2 Tone Game: Meta Design Notes

 

SPOILER WARNING

This page contains spoilers from the 2-Tone Game. If you haven't already played the game, you might want to do so before continuing reading this page.

Meta is a meta-puzzle, a puzzle that re-uses elements from previous puzzles. I have mixed feelings about meta-puzzles. I can take them or leave them alone.

On the other hand, I dislike weak endings.

For the first playtest, the game didn't have a metapuzzle. I wasn't sure that I even wanted a metapuzzle.

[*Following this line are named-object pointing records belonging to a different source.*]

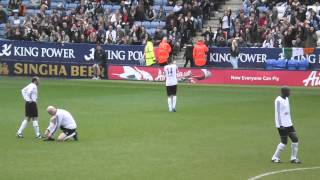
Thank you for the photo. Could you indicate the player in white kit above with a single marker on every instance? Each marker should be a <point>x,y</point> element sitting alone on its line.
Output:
<point>62,119</point>
<point>30,96</point>
<point>171,85</point>
<point>285,127</point>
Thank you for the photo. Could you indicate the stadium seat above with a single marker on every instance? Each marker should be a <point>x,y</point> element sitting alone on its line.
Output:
<point>137,23</point>
<point>162,24</point>
<point>292,64</point>
<point>303,64</point>
<point>154,24</point>
<point>145,24</point>
<point>71,6</point>
<point>107,7</point>
<point>164,2</point>
<point>5,3</point>
<point>115,7</point>
<point>156,8</point>
<point>168,9</point>
<point>269,64</point>
<point>30,12</point>
<point>2,33</point>
<point>280,64</point>
<point>151,31</point>
<point>158,2</point>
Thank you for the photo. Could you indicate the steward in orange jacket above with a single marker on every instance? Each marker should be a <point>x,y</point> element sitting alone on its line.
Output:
<point>200,53</point>
<point>164,52</point>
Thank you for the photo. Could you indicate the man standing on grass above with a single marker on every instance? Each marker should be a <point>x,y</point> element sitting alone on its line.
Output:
<point>171,84</point>
<point>99,62</point>
<point>285,127</point>
<point>62,119</point>
<point>30,95</point>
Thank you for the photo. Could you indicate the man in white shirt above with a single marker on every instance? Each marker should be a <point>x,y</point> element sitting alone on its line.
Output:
<point>30,96</point>
<point>285,127</point>
<point>171,84</point>
<point>62,119</point>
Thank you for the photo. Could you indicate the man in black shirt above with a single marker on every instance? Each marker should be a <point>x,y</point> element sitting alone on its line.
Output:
<point>99,61</point>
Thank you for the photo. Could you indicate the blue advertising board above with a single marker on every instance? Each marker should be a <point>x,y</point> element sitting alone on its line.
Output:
<point>252,58</point>
<point>68,53</point>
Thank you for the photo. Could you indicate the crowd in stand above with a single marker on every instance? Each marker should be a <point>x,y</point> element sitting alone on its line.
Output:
<point>89,22</point>
<point>269,23</point>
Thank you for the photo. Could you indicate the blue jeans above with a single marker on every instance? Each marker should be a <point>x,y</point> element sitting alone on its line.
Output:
<point>234,62</point>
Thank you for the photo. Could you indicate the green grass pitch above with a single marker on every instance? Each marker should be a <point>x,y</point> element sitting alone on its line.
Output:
<point>126,133</point>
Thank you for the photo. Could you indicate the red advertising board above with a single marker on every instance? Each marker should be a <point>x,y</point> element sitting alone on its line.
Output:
<point>218,76</point>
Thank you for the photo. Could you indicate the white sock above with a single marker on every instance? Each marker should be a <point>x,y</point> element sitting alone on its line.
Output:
<point>170,103</point>
<point>22,126</point>
<point>294,151</point>
<point>35,125</point>
<point>174,102</point>
<point>279,149</point>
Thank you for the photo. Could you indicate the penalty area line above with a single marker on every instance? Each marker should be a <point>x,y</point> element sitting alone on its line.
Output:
<point>282,171</point>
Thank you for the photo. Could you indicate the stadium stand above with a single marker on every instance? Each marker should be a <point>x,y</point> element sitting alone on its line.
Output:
<point>270,23</point>
<point>78,22</point>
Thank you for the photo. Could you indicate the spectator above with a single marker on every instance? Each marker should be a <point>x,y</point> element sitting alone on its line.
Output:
<point>149,53</point>
<point>100,58</point>
<point>175,38</point>
<point>200,51</point>
<point>3,15</point>
<point>150,14</point>
<point>311,39</point>
<point>164,52</point>
<point>111,35</point>
<point>208,36</point>
<point>234,52</point>
<point>161,15</point>
<point>158,35</point>
<point>188,54</point>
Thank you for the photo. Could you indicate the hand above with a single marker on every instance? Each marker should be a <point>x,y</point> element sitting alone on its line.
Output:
<point>48,139</point>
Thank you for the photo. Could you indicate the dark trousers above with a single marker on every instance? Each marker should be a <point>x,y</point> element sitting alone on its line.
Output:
<point>189,59</point>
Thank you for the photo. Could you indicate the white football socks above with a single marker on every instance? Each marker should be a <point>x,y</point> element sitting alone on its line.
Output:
<point>35,125</point>
<point>174,102</point>
<point>22,126</point>
<point>279,149</point>
<point>294,151</point>
<point>170,103</point>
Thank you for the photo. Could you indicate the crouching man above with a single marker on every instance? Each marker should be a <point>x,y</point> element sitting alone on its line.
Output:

So the first batch of playtesters solved a bunch of puzzles, and at the end... they ran out of puzzles. Nothing special, no hint that they were coming up to the end, no finish.

A metapuzzle would be a fine finish. But... how to create a metapuzzle? I was going to run my final playtests over the course of two consecutive weekends. I would toss out two or three puzzles along the way. Each time I tossed out a puzzle, I'd have to re-work the Meta, right?

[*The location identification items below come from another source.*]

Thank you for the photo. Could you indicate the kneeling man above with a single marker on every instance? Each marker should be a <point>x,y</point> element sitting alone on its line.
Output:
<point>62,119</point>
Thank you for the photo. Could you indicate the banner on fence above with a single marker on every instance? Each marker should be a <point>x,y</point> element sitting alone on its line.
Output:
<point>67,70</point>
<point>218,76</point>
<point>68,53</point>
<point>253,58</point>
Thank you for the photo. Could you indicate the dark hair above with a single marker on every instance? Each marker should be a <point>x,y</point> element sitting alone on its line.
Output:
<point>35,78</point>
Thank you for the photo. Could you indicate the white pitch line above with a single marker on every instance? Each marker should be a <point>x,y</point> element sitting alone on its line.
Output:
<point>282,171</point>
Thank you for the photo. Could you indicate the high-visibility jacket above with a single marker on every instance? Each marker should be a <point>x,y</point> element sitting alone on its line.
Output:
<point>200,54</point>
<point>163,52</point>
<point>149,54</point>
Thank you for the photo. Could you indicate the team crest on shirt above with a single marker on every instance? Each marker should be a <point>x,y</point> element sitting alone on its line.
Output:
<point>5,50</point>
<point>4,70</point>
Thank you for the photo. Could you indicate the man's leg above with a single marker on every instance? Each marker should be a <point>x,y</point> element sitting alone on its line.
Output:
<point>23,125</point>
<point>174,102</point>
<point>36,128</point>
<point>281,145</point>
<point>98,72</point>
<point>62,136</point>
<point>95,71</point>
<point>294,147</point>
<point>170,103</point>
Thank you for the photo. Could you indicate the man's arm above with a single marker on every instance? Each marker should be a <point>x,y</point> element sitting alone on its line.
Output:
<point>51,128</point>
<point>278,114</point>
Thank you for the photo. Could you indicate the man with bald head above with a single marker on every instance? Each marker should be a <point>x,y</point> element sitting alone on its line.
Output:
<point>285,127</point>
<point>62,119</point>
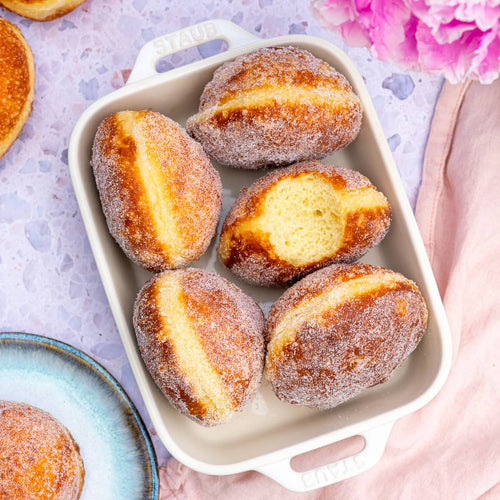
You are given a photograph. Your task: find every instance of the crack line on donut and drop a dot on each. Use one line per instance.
(191, 357)
(292, 321)
(155, 188)
(327, 98)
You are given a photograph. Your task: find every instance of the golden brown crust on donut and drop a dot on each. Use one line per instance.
(300, 218)
(160, 194)
(275, 106)
(41, 10)
(341, 330)
(17, 83)
(202, 340)
(39, 458)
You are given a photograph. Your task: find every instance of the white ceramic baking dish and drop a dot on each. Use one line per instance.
(268, 433)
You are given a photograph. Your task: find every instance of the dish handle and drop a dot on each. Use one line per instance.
(324, 475)
(186, 38)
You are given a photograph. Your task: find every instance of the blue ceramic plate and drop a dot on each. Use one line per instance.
(116, 449)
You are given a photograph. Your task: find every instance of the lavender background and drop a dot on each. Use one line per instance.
(49, 284)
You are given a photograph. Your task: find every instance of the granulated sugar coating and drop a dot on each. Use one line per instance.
(273, 107)
(159, 192)
(38, 457)
(341, 330)
(300, 218)
(202, 340)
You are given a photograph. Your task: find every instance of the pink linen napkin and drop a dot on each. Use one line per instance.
(450, 449)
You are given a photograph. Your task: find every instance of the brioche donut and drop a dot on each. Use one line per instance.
(202, 340)
(38, 457)
(17, 83)
(300, 218)
(159, 192)
(273, 107)
(341, 330)
(41, 10)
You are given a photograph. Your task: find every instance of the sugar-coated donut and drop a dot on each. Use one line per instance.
(17, 83)
(159, 192)
(339, 331)
(275, 106)
(41, 10)
(38, 457)
(300, 218)
(202, 340)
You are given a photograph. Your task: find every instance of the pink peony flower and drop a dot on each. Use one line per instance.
(457, 38)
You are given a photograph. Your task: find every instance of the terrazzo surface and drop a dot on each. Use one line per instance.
(49, 281)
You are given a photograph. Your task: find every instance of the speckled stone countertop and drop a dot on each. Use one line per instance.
(49, 281)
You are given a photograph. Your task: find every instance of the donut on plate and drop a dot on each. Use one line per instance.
(38, 457)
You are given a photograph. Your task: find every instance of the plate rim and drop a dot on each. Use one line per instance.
(81, 357)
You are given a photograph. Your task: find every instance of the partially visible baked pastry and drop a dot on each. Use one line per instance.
(41, 10)
(202, 340)
(300, 218)
(38, 457)
(159, 192)
(341, 330)
(273, 107)
(17, 83)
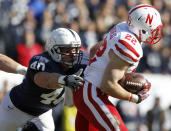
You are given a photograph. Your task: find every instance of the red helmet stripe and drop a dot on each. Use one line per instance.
(124, 53)
(129, 47)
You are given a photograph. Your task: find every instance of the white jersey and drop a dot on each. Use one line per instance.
(123, 43)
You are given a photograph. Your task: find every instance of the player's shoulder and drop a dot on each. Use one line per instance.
(43, 57)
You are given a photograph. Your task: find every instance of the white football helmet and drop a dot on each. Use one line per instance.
(63, 38)
(145, 21)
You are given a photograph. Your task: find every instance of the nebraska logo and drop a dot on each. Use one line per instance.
(149, 19)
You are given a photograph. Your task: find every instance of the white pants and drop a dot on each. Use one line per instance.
(11, 118)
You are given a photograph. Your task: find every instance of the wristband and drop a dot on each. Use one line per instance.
(133, 98)
(61, 80)
(130, 97)
(21, 69)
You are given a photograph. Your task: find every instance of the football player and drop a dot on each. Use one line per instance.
(120, 52)
(11, 66)
(48, 76)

I could have a possibly-elegant Meta that might prevent me from using playtesting feedback. Or I could have a looser, less-constrained Meta, less elegant.

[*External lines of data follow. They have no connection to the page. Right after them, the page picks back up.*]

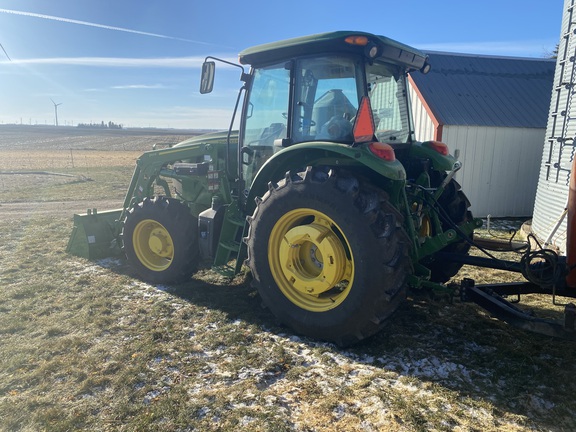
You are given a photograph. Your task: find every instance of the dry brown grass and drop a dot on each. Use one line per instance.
(86, 346)
(27, 160)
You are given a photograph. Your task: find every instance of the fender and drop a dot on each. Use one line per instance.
(431, 150)
(298, 156)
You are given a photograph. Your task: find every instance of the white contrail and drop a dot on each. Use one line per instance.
(89, 24)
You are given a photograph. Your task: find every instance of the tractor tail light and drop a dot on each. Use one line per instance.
(383, 151)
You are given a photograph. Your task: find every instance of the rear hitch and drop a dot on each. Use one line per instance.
(491, 298)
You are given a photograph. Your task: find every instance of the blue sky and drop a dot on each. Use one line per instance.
(137, 62)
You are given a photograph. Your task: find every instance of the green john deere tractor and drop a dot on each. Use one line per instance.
(323, 192)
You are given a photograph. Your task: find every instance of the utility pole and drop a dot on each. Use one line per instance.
(56, 110)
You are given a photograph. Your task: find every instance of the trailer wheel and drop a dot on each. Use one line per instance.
(328, 255)
(160, 240)
(456, 207)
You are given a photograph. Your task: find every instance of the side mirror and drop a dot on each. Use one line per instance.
(207, 79)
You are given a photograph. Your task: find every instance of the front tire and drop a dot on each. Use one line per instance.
(160, 240)
(328, 255)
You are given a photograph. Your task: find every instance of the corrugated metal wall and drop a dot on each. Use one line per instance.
(498, 167)
(552, 193)
(499, 163)
(423, 124)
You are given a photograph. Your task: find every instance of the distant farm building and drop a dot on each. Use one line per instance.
(494, 111)
(549, 222)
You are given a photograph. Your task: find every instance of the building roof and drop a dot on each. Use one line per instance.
(473, 90)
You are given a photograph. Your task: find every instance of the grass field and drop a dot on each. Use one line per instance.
(87, 346)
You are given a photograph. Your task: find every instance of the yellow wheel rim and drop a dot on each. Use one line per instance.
(311, 260)
(153, 245)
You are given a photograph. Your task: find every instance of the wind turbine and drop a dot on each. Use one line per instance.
(56, 110)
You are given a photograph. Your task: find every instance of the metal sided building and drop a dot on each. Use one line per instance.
(493, 110)
(549, 222)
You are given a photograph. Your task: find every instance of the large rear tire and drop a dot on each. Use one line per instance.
(328, 255)
(456, 211)
(160, 240)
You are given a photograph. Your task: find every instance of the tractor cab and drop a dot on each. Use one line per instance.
(309, 90)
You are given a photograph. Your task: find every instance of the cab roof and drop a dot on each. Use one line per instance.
(333, 42)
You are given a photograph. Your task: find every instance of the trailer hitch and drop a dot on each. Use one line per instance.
(491, 298)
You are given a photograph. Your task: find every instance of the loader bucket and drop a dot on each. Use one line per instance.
(94, 234)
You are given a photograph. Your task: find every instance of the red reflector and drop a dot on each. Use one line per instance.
(357, 40)
(438, 146)
(383, 151)
(364, 124)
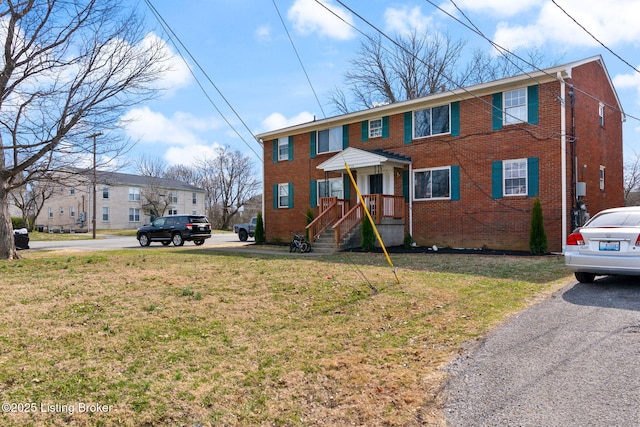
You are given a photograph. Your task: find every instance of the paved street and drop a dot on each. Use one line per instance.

I ended up with a Meta puzzle that wasn't as elegant as what you're probably used to. It didn't use the answers of previous puzzles; too many of those puzzles had constrained answers. If I needed a puzzle whose answer was HIGGS but I had to discard the nonogram puzzle... I might not have another puzzle that could have HIGGS as an answer.

I used the solving methods of previous puzzles, but not the answers. Other, more elegant meta-puzzles have used both.

I think it turned out OK.

I forget how I even came up with it. I guess it was because I'd been tickled that one of the puzzles had a ZULU in it, and the rest just flowed from there.